Hooded vulture numbers take a nose-dive

In urban areas, hooded vultures used to be widespread near slaughter houses and rubbish dumps. Pictures: By a correspondent

Most vulture species keep their distance from humans, preferring open savanna plains or sparsely populated settlements.

The exception to the rule is the hooded vulture, which until recently was seen in villages and towns, wandering around huts and feeding on carcasses from abattoirs as well as slaughterhouses.

“The hooded vulture is a very successful human commensal, whose decline is worrying,” explains Dr Darcy Ogada, the assistant director of Africa programmes at The Peregrine Fund.

Commensalism is a relationship between two organisms where one benefits while the other is neutral — it neither harms nor benefits. For example, the relationship between cattle egrets and livestock. As the cows graze in the fields, they stir up insects which the egrets eat.

Dr Ogada says the ability of hooded vultures to adapt to humans puts them at high risk of eating poisoned food in rubbish pits or being captured for food or witchcraft.

“It’s a wake-up call to shelter the remaining members of the species. Rapidly changing environments such as where the only tree species they nest in has been cut down or their preferred food has disappeared puts highly specialised species at great risk of extinction,” says Ogada. “But in this case you have a non-specialist like the hooded vulture vanishing.”

Dr Ogada says estimates from a 1999 survey put the entire African population of the hooded vultures at between 200,000 and 330,000 birds. “Today, we estimate that the population does not exceed 197,000 birds. However, it’s likely to be lower based on the demand for this bird for food in West Africa,” he says.

In Kenya’s Maasai Mara, based on the work of Dr Munir Virani (also of the Peregrine Fund and among the leading raptor scientists in Africa) and his colleagues, there has been a 62 per cent decline in the past 30 years.

Dr Ogada adds that the hooded vulture is unique in that it has separate urban and savanna populations throughout most of its African range.

“Urban populations used to be widespread near slaughter houses and rubbish dumps especially in the Western Province towns of Kakamega, Eldoret and Kisii. Today, a few can still be seen around Kakamega,” he says. “The savannah populations have decreased and are uncommon in the Mara, Laikipia and Tsavo regions. There are still some populations in the lower Tana Delta and near Wajir where they used to be quite numerous.”

The precise reasons for the decline of this vulture are not known, but scientists speculate that poisoning through the consumption of laced carcasses often meant to kill large carnivores and capture for food and witchcraft in West Africa may be among key reasons.

Reviled and revered

Vultures are equally reviled and revered in many cultures. In ancient Egypt, kings and queens wore gold tiaras with a cobra and vulture on them, symbolising fertility among other good things.

The hooded vulture also plays a vital part in protecting people and their domestic animals from diseases such as anthrax and other harmful pathogens because they eat carrion and other organic refuse, mainly from butcheries or slaughterhouses.

In South Asia, vultures have an important social significance. Among the Parsi community in India, fire, water, air and earth are pure elements that need to be preserved. Hence the dead are laid in “Towers of Silence” — circular pillars built on hilltops or low mountains where the corpses are disposed of by scavengers.

This ancient custom, also known as sky burial and similarly practised by Tibetan Buddhists, ended abruptly in the past decade due to the collapse of vulture populations in the region. At more than 96 per cent in the past two decades, the decline in Asia has been drastic. Experts attribute this largely to the use of diclofenac to cure livestock ailments and which in turn causes high levels of renal failure in many species of vultures. Regional governments banned it in 2006.

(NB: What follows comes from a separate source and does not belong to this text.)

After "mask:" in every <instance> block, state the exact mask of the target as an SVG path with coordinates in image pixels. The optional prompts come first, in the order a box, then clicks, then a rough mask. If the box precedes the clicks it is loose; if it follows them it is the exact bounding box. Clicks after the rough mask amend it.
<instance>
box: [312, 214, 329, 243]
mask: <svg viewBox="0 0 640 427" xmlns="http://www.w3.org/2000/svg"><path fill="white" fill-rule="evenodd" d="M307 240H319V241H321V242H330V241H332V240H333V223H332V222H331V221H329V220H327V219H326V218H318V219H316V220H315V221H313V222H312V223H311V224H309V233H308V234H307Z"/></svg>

In Africa, uncontrolled use of agro-pesticides like the highly toxic carbofurans sold under the name “Furadan” have contributed to the decline. Although banned for use in the US where it is manufactured, Furadan is still sold throughout Africa and consumers only need to ask for “lion killer” in their agro-vet shop to purchase it.

In Kenya, its sale was suspended in 2008 by the US manufacturers in response to a public backlash due to a spate of wildlife poisoning incidents in the Maasai Mara. However, the product was never fully retracted and it is still being used to poison wildlife. In rural areas, it is used to lace livestock carcasses to bait predators in retaliation for preying on livestock. A minute amount can kill a full-grown lion in minutes.

“In India, estimates of the health costs of the loss of vultures and subsequent increases in dogs and as a result increases in rabies infections in humans are about $1.5 billion annually,” says Dr Ogada.

In Africa, studies have yet to put a definitive cost but researchers believe it will run parallel to the Indian sub continent as both harboured vast populations of the vultures until the past two decades.